L'escargot de vase, le poisson-lion, les éponges, les étoiles de mer : la science ne les a pas assez étudiés. Nous en savons trop peu sur les espèces invasives, une menace majeure pour les mers.
On les appelle les espèces invasives : on sait ce qu'elles sont et on sait pourquoi elles constituent une menace pour l'écosystème marin.
Elles sont, par exemple, le poisson-lion ou l'escargot de vase.
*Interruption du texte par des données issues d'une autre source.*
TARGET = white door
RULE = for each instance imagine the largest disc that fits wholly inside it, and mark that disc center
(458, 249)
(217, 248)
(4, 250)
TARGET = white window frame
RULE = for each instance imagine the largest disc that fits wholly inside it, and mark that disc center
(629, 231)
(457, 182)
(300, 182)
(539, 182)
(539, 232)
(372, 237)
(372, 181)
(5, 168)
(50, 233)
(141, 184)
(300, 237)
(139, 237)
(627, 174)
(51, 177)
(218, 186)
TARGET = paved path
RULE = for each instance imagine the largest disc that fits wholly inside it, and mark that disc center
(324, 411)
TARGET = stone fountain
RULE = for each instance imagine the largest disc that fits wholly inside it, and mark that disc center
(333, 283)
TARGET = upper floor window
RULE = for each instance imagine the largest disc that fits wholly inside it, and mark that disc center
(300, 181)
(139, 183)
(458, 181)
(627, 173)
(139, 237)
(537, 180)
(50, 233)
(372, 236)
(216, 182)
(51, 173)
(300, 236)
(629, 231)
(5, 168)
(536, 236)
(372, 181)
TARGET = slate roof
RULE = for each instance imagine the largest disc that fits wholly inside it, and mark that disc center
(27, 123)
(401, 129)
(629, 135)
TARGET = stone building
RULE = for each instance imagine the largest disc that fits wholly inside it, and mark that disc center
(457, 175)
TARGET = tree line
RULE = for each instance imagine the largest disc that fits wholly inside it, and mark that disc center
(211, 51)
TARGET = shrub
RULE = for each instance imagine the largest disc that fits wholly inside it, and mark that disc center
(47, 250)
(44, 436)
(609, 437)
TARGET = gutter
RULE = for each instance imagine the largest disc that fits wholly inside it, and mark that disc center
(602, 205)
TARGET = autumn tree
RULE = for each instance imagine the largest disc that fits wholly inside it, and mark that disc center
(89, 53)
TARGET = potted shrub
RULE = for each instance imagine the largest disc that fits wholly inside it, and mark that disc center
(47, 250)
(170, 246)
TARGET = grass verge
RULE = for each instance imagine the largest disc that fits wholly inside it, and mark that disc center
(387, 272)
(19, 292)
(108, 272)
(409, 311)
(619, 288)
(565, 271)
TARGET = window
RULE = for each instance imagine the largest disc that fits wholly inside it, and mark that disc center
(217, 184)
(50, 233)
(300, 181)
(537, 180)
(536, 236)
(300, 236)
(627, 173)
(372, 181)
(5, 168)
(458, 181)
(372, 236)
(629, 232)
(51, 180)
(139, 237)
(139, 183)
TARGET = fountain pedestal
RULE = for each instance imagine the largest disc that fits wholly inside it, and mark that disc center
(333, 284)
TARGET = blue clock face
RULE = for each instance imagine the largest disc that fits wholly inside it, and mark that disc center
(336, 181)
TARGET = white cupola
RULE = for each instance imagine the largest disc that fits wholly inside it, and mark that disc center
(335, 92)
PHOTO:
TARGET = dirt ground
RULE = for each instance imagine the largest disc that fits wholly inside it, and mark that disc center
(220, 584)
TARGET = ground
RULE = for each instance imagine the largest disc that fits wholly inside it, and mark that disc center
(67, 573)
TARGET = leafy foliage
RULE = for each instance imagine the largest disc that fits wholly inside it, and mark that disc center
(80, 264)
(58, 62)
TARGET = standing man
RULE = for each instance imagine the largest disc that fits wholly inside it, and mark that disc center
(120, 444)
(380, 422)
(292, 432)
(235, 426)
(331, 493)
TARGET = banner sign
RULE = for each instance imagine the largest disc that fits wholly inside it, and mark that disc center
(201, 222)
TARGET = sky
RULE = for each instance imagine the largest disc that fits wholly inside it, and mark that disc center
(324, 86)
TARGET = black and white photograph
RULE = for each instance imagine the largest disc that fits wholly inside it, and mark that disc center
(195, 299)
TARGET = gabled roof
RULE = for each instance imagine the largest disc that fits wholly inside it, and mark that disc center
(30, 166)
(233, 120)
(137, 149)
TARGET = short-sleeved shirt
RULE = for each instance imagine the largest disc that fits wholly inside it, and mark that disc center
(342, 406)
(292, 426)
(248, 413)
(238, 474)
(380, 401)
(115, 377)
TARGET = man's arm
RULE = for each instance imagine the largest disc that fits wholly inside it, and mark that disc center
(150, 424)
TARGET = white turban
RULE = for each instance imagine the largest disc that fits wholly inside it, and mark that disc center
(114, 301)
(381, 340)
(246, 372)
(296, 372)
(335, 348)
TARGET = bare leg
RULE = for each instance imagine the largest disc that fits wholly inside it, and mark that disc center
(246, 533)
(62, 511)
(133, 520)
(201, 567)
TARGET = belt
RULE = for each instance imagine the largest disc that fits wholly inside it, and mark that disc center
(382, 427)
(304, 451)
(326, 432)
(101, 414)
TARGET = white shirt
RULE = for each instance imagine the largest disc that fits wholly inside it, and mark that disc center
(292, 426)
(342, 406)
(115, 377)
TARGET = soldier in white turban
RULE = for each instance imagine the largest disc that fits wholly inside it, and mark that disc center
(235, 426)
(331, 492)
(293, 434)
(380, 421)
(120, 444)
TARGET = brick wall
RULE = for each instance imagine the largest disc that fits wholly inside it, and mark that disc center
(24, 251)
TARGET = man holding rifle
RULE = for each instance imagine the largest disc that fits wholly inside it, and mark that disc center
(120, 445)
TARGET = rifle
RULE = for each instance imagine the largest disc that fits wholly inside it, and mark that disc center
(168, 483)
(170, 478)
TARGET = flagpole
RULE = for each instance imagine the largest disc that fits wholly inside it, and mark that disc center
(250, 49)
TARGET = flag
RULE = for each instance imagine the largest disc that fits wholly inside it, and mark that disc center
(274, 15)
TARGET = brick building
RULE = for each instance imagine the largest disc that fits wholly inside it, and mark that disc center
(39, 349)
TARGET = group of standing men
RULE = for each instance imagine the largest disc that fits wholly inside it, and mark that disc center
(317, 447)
Le poisson-lion est un animal magnifique mais venimeux qui, depuis qu'il a été repéré dans l'océan Indo-Pacifique dans les années 1980 (en dehors de l'endroit où il avait l'habitude de vivre), a pris d'assaut les forêts de mangrove, les récifs coralliens et les prairies de varech des Caraïbes, suscitant une telle inquiétude qu'il est devenu le visage et le symbole des espèces marines envahissantes.
"Probablement la menace la plus insidieuse" pour la biodiversité marine, c'est ainsi que l'Union internationale pour la conservation de la nature a défini les espèces envahissantes. "Je pense que la science est parfois perçue comme ayant toutes les solutions, n'est-ce pas ? C'est un document qui nous dit qu'il y a beaucoup de choses que nous ne savons pas." Ce sont les mots d'Isabelle Côté, écologiste marine à l'université Simon Fraser en Colombie-Britannique et auteur d'une nouvelle étude inquiétante sur les espèces envahissantes.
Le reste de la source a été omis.